State officials have notified clients that they will get coverage for only three of those visits each year starting Saturday. Additional visits will not be covered, and patients may be billed for that care.
(Excerpt) Read more at khq.com ...
And so it begins.
too many use the emergency room for the doctor’s office
Waste of money to pay postage to mail a bill. They aren’t going to pay anyway. This is just going to hasten the bankrupcy of more hospitals.
And why should ANY non-emergency visits be covered?
You are absolutely right about that! I have worked ER’s in several states, and in every one, we were bogged down with non-emergency patients who we had to see regardless..........Fear of litigation ran deep.

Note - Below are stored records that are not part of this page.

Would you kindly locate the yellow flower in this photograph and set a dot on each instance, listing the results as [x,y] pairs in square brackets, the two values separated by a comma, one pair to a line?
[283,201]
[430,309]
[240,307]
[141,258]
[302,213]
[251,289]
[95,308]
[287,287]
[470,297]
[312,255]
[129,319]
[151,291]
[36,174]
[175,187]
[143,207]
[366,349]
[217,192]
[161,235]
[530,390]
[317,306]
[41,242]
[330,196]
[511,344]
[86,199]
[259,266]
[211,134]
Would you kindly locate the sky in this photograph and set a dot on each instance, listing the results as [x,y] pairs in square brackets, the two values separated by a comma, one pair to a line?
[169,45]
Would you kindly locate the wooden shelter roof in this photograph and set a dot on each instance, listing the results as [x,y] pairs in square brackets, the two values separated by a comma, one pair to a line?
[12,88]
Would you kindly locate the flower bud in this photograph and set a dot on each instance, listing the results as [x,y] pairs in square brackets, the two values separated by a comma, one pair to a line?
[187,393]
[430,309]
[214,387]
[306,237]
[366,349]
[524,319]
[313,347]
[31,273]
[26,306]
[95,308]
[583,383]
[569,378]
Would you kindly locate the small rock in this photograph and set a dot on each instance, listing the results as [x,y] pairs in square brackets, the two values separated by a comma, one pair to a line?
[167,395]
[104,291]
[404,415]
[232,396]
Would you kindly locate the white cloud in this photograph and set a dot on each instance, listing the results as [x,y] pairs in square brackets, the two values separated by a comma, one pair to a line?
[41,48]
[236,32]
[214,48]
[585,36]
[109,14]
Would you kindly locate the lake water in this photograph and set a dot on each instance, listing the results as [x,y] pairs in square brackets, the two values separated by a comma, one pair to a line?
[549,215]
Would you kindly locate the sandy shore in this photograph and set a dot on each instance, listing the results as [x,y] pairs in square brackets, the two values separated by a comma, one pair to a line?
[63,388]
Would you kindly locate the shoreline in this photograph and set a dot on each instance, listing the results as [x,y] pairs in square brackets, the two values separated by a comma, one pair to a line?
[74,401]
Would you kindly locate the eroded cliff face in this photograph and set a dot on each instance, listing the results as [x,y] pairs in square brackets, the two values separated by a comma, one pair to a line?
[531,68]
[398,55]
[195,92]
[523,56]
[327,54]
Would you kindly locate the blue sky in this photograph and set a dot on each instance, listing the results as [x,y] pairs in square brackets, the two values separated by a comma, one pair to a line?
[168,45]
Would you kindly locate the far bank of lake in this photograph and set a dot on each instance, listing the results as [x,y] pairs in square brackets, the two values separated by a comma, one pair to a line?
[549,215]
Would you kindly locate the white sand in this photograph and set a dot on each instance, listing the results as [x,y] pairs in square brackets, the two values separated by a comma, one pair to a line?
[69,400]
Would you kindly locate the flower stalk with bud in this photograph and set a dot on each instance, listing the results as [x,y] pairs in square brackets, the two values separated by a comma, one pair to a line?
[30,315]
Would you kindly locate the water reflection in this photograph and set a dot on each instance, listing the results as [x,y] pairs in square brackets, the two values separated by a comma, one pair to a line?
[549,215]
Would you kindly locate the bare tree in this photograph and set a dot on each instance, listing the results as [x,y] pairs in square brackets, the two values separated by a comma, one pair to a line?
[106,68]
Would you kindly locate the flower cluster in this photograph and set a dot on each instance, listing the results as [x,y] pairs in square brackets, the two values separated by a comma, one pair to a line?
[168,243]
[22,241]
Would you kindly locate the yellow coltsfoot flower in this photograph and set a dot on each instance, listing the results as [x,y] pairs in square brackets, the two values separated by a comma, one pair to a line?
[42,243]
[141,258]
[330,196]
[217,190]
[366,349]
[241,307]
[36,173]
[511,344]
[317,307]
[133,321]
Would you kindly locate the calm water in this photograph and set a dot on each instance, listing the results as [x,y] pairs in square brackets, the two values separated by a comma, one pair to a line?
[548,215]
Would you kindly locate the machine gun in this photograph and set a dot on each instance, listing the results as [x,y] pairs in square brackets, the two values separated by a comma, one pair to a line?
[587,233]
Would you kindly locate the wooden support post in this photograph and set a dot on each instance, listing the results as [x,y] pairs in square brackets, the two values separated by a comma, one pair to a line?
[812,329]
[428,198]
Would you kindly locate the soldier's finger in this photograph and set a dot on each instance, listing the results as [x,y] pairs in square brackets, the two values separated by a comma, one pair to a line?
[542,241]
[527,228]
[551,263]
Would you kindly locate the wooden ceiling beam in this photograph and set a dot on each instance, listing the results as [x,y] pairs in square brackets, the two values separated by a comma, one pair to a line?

In many areas there is no none emergency medical care available on weekends and after 5 PM. If the government
wants to deal with something deal with this obvious flaw!
none = non
Bill all you want, they won’t pay it. If they are illegal, or on welfare, or unemployed, there’s not much that can be done.
To fix it, the hospitals need to set up triage nurses at the door. Do not let these people register or make it to the waiting room. If the problem is determined to be non-emergent, call their MD and make an appointment for them for when the MD can see them and send them on the way. Before they get in the hospital to even sit down.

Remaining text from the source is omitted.